Теперь «Пятачок». Свинообразное парнокопытное отряда жуков – навозников. То, что ты врешь про данную тобой взятку, это, конечно, твоё, крысиное, дело. Но то, что ты – мелочный, и даже в этой ситуации помнишь про свой интерес, это для меня хорошо. И это значит, что спешки не было, тебе всё спокойно растолковали, и у тебя было даже время продумать свой «навар». А вот то, что ты успел поговорить с барменом, и тот знал, что меня выпустят – а как бы иначе я заплатил, это уже вдвойне интересно».

Закончив растирать кисти рук, Матвей устало и пьяно посмотрел на «Пятачка» и сказал заплетающимся языком:

 - Спасибо, друг. Не забуду. Без тебя пропал бы в этой тюряге. Хочу пить и спать. Отвези меня в гостиницу.

Из всех вещей Матвею вернули только носовой платок, паспорт, билет на самолет до Москвы, кредитную карточку и ключ от гостиничного номера. Про мобильный телефон, часы и бумажник не имело смысла даже спрашивать.

Сидя с закрытыми глазами на заднем сидении машины «Пятачка», который, радостно болтая, вёз его подальше от застенков, Матвей еще раз проанализировал ситуацию. Прежде всего, он похвалил себя за то, что не стал фотографировать документы в номере Дымова, поскольку их наличие в его телефоне были бы серьезной уликой против него.

 «То, что обыскали все мои вещи – очевидно. Как и то, что за всем этим стоят белые. Скорее всего, соотечественники. Итак, Дымова убили, когда он заговорил о деле и предстоящей встрече. До этого он дважды выходил «мыть руки» и возвращался невредимым. Вывод? Либо был микрофон, либо нас слушал бармен, единственный, кто всё время был рядом. В этом случае он должен знать русский язык. И скрывать это. Так кого они не хотят мне показывать? Если за всеми моими приключениями здесь стоят именно те, по чью душу я приехал, то тому, что я жив и меня только «пасут»,  есть только одно объяснение. Эти ребята боятся тех, кто меня сюда направил. И поэтому я должен закончить расследование и увезти тот результат, который всех устроит. А чтобы я не выкинул какой-либо фортель, меня подвесили на этот крючок – обвинение в убийстве соотечественника. Ловко, надо сказать. Обвинение «работает» и здесь и в России. Но Дымова жалко…

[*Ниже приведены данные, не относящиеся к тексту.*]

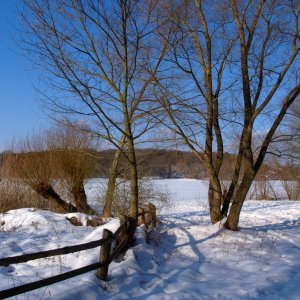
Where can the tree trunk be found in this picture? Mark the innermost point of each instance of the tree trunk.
(111, 185)
(237, 204)
(80, 200)
(215, 200)
(46, 191)
(134, 198)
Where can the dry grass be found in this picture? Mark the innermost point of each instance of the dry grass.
(15, 195)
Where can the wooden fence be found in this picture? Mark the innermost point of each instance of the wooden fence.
(122, 238)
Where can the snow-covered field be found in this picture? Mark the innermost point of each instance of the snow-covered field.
(183, 258)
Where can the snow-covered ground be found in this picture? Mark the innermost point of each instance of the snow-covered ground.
(183, 258)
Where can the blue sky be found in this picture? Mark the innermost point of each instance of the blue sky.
(19, 111)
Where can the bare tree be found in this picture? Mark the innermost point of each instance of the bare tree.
(100, 58)
(234, 72)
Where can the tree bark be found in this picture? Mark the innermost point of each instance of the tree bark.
(237, 203)
(215, 200)
(111, 185)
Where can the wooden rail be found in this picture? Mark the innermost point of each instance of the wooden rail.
(122, 237)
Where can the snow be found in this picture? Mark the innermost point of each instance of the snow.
(185, 257)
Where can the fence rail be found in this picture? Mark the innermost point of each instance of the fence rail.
(122, 237)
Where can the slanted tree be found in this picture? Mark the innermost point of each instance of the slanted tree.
(100, 58)
(233, 72)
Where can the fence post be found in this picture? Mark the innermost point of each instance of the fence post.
(104, 255)
(151, 216)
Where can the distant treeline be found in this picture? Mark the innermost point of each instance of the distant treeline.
(162, 163)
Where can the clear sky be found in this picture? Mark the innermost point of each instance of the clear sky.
(19, 111)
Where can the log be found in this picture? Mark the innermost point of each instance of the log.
(104, 255)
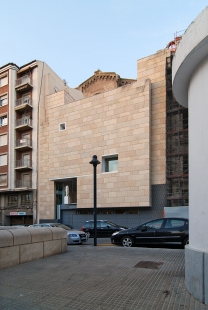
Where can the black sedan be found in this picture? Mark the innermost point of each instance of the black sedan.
(158, 231)
(104, 228)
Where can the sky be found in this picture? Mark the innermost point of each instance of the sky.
(77, 37)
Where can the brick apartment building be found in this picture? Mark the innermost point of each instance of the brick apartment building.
(22, 99)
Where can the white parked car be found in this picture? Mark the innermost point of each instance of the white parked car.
(73, 236)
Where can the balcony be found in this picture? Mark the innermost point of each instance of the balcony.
(24, 123)
(23, 164)
(23, 184)
(22, 104)
(23, 144)
(23, 84)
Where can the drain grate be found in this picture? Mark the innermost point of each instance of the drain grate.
(148, 265)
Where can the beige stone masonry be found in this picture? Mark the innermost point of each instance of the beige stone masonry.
(154, 68)
(114, 122)
(20, 245)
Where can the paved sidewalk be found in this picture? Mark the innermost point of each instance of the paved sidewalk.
(95, 278)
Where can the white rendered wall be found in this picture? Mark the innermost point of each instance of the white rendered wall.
(198, 157)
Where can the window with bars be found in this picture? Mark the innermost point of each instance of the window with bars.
(3, 179)
(3, 140)
(3, 120)
(3, 100)
(3, 160)
(3, 80)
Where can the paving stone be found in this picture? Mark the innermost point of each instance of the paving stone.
(99, 278)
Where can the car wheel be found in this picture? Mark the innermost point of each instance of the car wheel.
(185, 241)
(127, 242)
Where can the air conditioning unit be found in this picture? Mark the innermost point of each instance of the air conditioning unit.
(26, 100)
(26, 121)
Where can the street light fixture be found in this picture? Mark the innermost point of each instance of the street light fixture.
(95, 162)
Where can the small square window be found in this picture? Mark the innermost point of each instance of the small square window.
(110, 163)
(3, 179)
(62, 126)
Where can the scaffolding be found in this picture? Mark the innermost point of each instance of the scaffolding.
(177, 171)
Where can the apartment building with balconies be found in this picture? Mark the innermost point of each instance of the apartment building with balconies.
(22, 109)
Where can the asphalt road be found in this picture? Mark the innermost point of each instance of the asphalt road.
(100, 241)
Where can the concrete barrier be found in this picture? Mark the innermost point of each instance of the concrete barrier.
(21, 245)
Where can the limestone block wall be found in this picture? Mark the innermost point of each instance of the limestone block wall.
(153, 67)
(23, 245)
(114, 122)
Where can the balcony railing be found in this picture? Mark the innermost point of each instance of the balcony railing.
(23, 163)
(23, 83)
(24, 142)
(24, 122)
(23, 184)
(25, 101)
(23, 80)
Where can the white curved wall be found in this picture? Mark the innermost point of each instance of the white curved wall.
(198, 157)
(190, 87)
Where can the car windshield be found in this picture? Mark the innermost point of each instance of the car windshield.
(61, 226)
(113, 224)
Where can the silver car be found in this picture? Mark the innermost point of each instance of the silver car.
(73, 236)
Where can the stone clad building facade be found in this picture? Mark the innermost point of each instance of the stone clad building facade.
(125, 126)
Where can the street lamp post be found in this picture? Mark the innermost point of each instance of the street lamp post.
(95, 162)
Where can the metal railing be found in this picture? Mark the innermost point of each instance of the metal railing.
(177, 125)
(23, 80)
(23, 183)
(24, 142)
(23, 101)
(23, 122)
(23, 163)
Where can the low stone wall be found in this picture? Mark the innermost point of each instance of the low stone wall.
(21, 245)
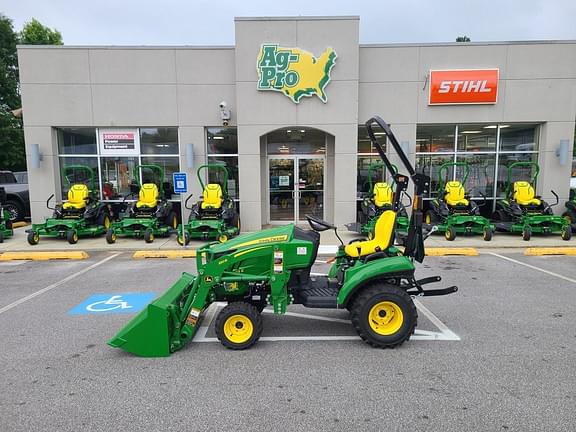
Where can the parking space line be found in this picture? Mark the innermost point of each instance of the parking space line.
(57, 284)
(559, 276)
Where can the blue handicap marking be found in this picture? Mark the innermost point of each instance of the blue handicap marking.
(113, 303)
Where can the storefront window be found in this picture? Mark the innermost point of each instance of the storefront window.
(77, 141)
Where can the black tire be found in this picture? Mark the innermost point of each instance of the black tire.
(15, 210)
(376, 301)
(148, 236)
(450, 234)
(238, 326)
(72, 236)
(33, 238)
(526, 234)
(110, 236)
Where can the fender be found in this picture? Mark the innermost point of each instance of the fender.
(360, 274)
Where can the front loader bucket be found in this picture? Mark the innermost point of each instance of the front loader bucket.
(155, 332)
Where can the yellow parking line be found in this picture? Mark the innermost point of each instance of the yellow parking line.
(550, 251)
(43, 256)
(171, 254)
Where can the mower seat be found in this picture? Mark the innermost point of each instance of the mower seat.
(524, 194)
(77, 196)
(455, 194)
(212, 196)
(382, 237)
(148, 196)
(382, 194)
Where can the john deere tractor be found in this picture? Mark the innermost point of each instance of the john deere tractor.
(379, 199)
(215, 215)
(5, 222)
(370, 278)
(152, 214)
(453, 212)
(82, 215)
(523, 212)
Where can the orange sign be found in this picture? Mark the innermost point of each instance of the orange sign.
(463, 86)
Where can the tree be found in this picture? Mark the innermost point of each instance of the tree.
(34, 33)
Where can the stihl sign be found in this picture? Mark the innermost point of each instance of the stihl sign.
(470, 86)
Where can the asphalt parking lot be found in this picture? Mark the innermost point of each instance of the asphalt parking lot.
(497, 355)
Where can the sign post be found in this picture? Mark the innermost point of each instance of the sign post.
(180, 181)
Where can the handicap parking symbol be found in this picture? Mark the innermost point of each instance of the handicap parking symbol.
(113, 303)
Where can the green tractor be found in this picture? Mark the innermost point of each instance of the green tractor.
(152, 214)
(370, 278)
(5, 222)
(82, 215)
(215, 215)
(378, 200)
(523, 212)
(453, 212)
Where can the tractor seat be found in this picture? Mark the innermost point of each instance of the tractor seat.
(455, 194)
(382, 194)
(77, 196)
(382, 237)
(524, 194)
(212, 196)
(148, 196)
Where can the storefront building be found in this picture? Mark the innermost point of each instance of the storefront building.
(284, 109)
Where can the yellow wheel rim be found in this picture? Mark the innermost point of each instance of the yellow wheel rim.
(238, 329)
(385, 318)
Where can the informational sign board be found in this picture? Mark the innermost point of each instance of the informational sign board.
(116, 142)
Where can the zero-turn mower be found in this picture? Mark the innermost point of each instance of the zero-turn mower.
(215, 215)
(523, 212)
(82, 215)
(453, 212)
(5, 222)
(370, 278)
(152, 214)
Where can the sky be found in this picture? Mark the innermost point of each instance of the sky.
(211, 22)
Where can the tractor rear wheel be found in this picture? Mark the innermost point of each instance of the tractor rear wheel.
(384, 315)
(238, 326)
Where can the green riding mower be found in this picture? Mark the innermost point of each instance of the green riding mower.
(215, 215)
(378, 200)
(152, 214)
(523, 212)
(5, 222)
(370, 278)
(82, 215)
(453, 212)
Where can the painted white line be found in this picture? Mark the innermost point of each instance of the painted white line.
(57, 284)
(559, 276)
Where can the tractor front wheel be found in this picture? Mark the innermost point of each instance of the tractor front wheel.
(384, 315)
(238, 326)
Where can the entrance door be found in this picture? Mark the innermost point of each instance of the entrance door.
(296, 188)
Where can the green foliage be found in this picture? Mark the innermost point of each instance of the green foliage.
(34, 33)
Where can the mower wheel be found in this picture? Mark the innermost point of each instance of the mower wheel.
(72, 236)
(384, 315)
(450, 234)
(110, 236)
(33, 238)
(148, 236)
(526, 234)
(238, 326)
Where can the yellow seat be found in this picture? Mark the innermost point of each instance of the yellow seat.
(455, 194)
(524, 194)
(148, 196)
(382, 237)
(77, 196)
(212, 196)
(382, 194)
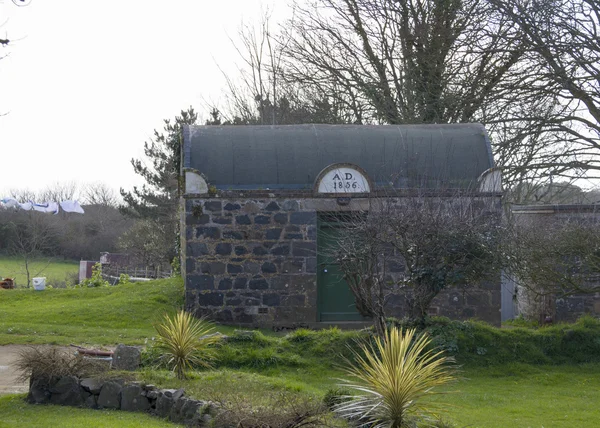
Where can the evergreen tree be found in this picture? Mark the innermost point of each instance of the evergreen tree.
(157, 199)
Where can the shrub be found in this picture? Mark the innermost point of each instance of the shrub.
(49, 362)
(184, 342)
(124, 279)
(96, 280)
(281, 410)
(396, 377)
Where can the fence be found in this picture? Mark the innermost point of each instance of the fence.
(136, 273)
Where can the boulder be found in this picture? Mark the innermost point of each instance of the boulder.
(66, 392)
(126, 358)
(91, 385)
(164, 403)
(92, 402)
(191, 412)
(110, 396)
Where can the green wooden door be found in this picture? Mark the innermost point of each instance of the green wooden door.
(335, 300)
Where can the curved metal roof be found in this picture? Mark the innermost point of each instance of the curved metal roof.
(291, 156)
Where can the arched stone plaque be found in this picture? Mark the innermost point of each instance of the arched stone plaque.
(342, 179)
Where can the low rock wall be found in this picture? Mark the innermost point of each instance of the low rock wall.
(121, 395)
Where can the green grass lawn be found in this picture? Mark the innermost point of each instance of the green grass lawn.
(57, 272)
(92, 316)
(509, 378)
(14, 412)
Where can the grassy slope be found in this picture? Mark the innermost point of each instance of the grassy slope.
(59, 272)
(16, 413)
(100, 316)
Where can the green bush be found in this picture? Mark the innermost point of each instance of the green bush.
(96, 280)
(184, 342)
(395, 379)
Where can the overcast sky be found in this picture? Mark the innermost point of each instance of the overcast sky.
(84, 83)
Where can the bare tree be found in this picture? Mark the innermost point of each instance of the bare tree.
(527, 70)
(563, 46)
(259, 95)
(99, 194)
(408, 61)
(554, 256)
(31, 239)
(441, 242)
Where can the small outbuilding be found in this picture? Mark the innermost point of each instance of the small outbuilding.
(256, 199)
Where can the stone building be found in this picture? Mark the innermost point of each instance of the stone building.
(517, 300)
(257, 198)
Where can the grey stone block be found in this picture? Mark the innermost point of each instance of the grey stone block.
(222, 220)
(240, 282)
(91, 385)
(208, 232)
(200, 282)
(38, 392)
(304, 249)
(192, 220)
(258, 284)
(271, 299)
(214, 268)
(133, 400)
(234, 269)
(66, 392)
(225, 284)
(126, 358)
(273, 206)
(196, 249)
(290, 205)
(268, 267)
(232, 234)
(273, 234)
(212, 206)
(242, 219)
(280, 250)
(210, 299)
(262, 219)
(281, 218)
(303, 217)
(110, 396)
(91, 402)
(223, 249)
(164, 403)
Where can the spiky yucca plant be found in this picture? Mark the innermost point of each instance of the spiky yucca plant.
(396, 376)
(184, 342)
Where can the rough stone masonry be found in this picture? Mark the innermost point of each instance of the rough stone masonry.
(253, 261)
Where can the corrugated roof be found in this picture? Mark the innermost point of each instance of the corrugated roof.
(291, 156)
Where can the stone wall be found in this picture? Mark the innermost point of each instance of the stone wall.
(250, 258)
(117, 394)
(251, 261)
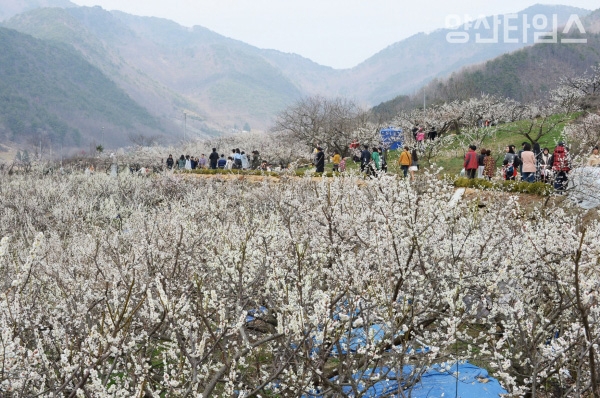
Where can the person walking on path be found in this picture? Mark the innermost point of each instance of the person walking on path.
(545, 161)
(320, 160)
(529, 165)
(404, 161)
(489, 163)
(213, 158)
(255, 160)
(376, 161)
(471, 164)
(181, 162)
(365, 158)
(414, 164)
(561, 167)
(170, 162)
(336, 161)
(480, 161)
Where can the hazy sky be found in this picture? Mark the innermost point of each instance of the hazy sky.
(337, 33)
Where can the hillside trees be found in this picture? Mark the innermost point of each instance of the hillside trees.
(331, 123)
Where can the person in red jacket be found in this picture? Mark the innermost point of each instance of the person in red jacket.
(561, 165)
(471, 164)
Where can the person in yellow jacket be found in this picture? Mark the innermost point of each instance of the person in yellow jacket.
(405, 160)
(336, 161)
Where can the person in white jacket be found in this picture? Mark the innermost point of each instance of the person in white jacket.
(245, 162)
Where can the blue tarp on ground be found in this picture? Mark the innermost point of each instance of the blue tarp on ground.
(472, 382)
(392, 138)
(468, 381)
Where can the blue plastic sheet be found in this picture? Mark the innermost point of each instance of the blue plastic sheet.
(464, 381)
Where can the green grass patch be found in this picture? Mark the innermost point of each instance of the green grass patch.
(533, 188)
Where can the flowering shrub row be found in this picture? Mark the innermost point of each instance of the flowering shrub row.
(173, 286)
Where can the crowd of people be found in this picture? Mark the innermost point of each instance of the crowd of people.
(532, 163)
(236, 160)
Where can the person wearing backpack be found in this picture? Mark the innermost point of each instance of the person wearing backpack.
(510, 171)
(471, 164)
(560, 166)
(529, 165)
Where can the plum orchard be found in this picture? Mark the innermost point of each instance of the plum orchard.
(144, 287)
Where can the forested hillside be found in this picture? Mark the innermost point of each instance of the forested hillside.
(49, 92)
(524, 75)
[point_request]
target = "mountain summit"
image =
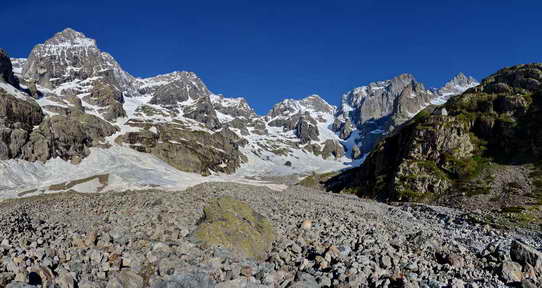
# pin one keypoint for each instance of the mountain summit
(176, 118)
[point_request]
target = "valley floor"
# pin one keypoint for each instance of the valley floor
(143, 239)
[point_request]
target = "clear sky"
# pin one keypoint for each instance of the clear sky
(269, 50)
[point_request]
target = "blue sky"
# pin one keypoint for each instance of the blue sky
(269, 50)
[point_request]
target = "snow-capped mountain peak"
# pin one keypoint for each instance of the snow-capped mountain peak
(71, 38)
(311, 104)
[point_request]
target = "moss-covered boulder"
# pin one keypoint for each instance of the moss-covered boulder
(234, 225)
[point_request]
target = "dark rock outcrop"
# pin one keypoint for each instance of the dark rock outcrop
(179, 87)
(306, 131)
(332, 148)
(438, 156)
(188, 150)
(6, 69)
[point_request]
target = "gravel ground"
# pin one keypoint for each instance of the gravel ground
(142, 239)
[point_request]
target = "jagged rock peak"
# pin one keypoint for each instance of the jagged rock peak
(312, 103)
(457, 85)
(378, 99)
(69, 56)
(6, 69)
(71, 37)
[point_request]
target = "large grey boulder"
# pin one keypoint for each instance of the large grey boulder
(332, 148)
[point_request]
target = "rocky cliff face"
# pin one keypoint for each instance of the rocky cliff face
(378, 108)
(474, 148)
(25, 132)
(71, 57)
(83, 91)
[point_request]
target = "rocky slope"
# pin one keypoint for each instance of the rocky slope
(157, 239)
(480, 150)
(87, 100)
(370, 112)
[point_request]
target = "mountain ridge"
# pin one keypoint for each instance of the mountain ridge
(178, 119)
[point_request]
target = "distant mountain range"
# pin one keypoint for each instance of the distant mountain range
(69, 100)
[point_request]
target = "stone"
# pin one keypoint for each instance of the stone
(511, 271)
(125, 279)
(65, 280)
(234, 225)
(524, 254)
(306, 225)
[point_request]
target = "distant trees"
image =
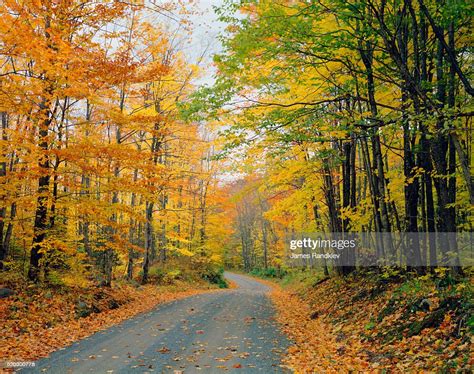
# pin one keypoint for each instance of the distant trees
(371, 96)
(96, 166)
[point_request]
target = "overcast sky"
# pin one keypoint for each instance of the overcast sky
(206, 28)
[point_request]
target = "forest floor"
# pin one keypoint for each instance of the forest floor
(376, 322)
(232, 330)
(36, 321)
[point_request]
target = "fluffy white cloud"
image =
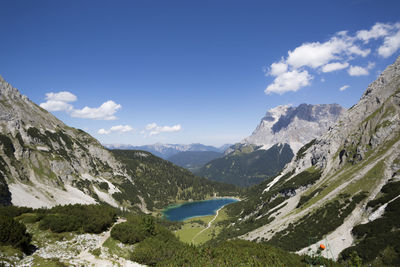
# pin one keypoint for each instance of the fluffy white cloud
(334, 66)
(278, 68)
(117, 128)
(357, 71)
(105, 112)
(63, 96)
(289, 81)
(51, 105)
(390, 45)
(154, 129)
(317, 54)
(377, 31)
(293, 72)
(59, 101)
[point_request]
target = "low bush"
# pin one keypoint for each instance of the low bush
(14, 233)
(83, 218)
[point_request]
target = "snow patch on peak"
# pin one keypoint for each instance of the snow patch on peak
(295, 126)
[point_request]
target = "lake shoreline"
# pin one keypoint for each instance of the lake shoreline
(210, 212)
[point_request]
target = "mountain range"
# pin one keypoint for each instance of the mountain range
(44, 162)
(167, 150)
(341, 190)
(280, 134)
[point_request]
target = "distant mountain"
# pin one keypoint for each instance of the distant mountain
(341, 190)
(194, 160)
(167, 150)
(262, 155)
(295, 126)
(247, 164)
(44, 163)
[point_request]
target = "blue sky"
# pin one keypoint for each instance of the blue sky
(141, 72)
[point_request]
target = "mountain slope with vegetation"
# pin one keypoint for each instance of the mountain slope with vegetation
(247, 165)
(129, 241)
(194, 160)
(163, 182)
(340, 190)
(43, 163)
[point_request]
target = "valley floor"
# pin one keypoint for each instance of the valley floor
(70, 249)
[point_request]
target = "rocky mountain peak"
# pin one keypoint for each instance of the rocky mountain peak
(294, 125)
(6, 90)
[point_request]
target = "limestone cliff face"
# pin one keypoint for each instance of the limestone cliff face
(324, 191)
(295, 126)
(44, 162)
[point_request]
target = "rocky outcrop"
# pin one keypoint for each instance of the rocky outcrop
(354, 159)
(295, 126)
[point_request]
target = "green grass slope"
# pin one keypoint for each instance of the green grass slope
(247, 166)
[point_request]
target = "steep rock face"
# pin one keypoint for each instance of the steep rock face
(295, 126)
(334, 183)
(167, 150)
(248, 165)
(43, 162)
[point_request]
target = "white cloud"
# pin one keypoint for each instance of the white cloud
(294, 71)
(390, 45)
(278, 68)
(334, 66)
(63, 96)
(58, 101)
(357, 71)
(317, 54)
(61, 102)
(289, 81)
(105, 112)
(154, 129)
(103, 131)
(117, 128)
(377, 31)
(51, 105)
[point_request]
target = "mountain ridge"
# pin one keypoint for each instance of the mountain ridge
(336, 186)
(167, 150)
(295, 126)
(44, 162)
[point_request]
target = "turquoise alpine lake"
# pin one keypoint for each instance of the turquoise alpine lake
(196, 208)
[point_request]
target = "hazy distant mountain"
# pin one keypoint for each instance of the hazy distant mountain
(262, 155)
(247, 165)
(167, 150)
(295, 126)
(194, 160)
(44, 163)
(342, 189)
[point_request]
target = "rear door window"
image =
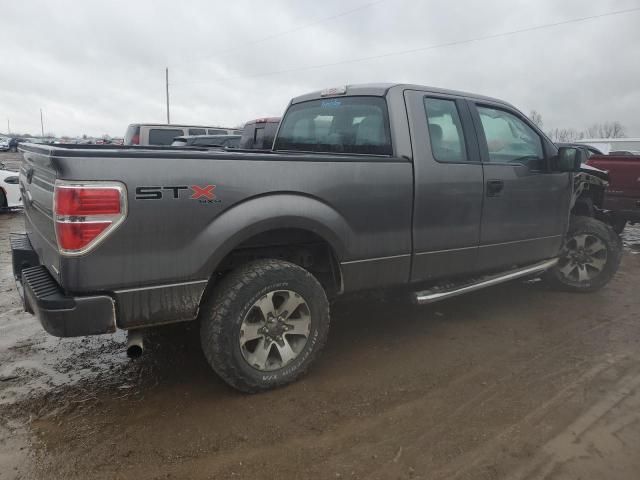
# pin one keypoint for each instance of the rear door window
(445, 130)
(337, 125)
(509, 139)
(163, 136)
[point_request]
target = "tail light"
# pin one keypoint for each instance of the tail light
(86, 213)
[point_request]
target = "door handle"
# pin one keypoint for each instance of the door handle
(494, 188)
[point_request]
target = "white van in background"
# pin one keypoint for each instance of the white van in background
(163, 134)
(609, 145)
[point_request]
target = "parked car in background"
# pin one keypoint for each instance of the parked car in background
(259, 134)
(622, 196)
(14, 142)
(163, 134)
(588, 149)
(228, 141)
(609, 145)
(9, 190)
(366, 187)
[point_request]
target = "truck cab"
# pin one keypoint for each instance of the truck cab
(366, 186)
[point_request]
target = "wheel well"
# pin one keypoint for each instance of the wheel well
(583, 207)
(302, 247)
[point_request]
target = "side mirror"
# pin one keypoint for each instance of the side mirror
(569, 159)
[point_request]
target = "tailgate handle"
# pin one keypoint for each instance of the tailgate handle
(494, 188)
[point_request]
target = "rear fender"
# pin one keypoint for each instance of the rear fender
(262, 214)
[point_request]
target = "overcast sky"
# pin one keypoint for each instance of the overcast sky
(96, 66)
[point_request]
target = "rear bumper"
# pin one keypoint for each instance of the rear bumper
(623, 207)
(60, 314)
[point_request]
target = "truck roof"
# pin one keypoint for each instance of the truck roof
(381, 89)
(169, 125)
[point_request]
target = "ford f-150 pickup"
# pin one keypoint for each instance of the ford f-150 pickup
(623, 192)
(367, 186)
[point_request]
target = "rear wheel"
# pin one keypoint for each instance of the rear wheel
(264, 325)
(618, 225)
(590, 257)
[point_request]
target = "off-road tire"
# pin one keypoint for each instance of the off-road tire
(619, 225)
(224, 309)
(592, 227)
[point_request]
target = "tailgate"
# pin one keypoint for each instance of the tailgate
(624, 174)
(37, 179)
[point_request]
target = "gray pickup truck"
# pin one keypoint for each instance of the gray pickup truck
(367, 186)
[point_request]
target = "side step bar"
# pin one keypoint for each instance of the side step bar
(440, 293)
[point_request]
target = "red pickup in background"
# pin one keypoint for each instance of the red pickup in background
(623, 193)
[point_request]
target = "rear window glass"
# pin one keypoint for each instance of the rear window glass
(163, 136)
(132, 131)
(337, 125)
(206, 141)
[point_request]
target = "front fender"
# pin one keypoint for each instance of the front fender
(270, 212)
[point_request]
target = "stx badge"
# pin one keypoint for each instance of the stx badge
(204, 194)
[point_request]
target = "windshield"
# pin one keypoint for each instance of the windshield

Значит, по сценарию я должен ждать, пока мне не подсунут версию двух убийств – Кульчитского и Дымова - и пропажи весьма круглой суммы денег. И даже, если подсунутая версия окажется грубой, то я, в силу моего безусловного профессионализма, должен буду отредактировать её и представить моим «работодателям» в должном виде.

Сухой остаток – я по-прежнему нахожусь между двух стволов, с неясными перспективами и одним трупом на совести. А времени у меня – одни, максимум двое суток».

Пока из плюсов, да и то сомнительных,  были только «дымовские» документы, информация о «большой встрече» и дате поставки «чего-то». Кроме того, несколько прояснилась фигура «Пятачка». Он знает всех, всем сливает информацию. Такие, обычно, долго не живут. Но раз до сих пор жив и трудится в этой стране, значит, всех устраивает. Не исключено, что именно на него возложена миссия вывести Матвея на «правильную версию».

Сидя в машине за спиной  не умолкающего «Пятачка», Матвей смотрел на его красную потную лысину, сидящую почти без шеи на покатых плечиках. Он почти физически чувствовал, как его обволакивает липкая паутина «пятачковых» мыслей. В них не было ничего угрожающего жизни самого Матвея. Была какая-то мелочность, что – ли, и страх. Страх за свою собственную жизнь. И Матвей понял, что именно эти два чувства – страх и деньги – составляли основу жизни «Пятачка». Причем подавляющим чувством был страх. Матвей буквально чувствовал, как «Пятачок» сидит, словно в коконе, в своем страхе и думает лишь о том, чтобы всё это поскорее закончилось, и Матвей улетел из Анголы.

Эта мысль входила и в матвеевские планы, поскольку до конца срока, отпущенного ему «работодателями» осталось три дня.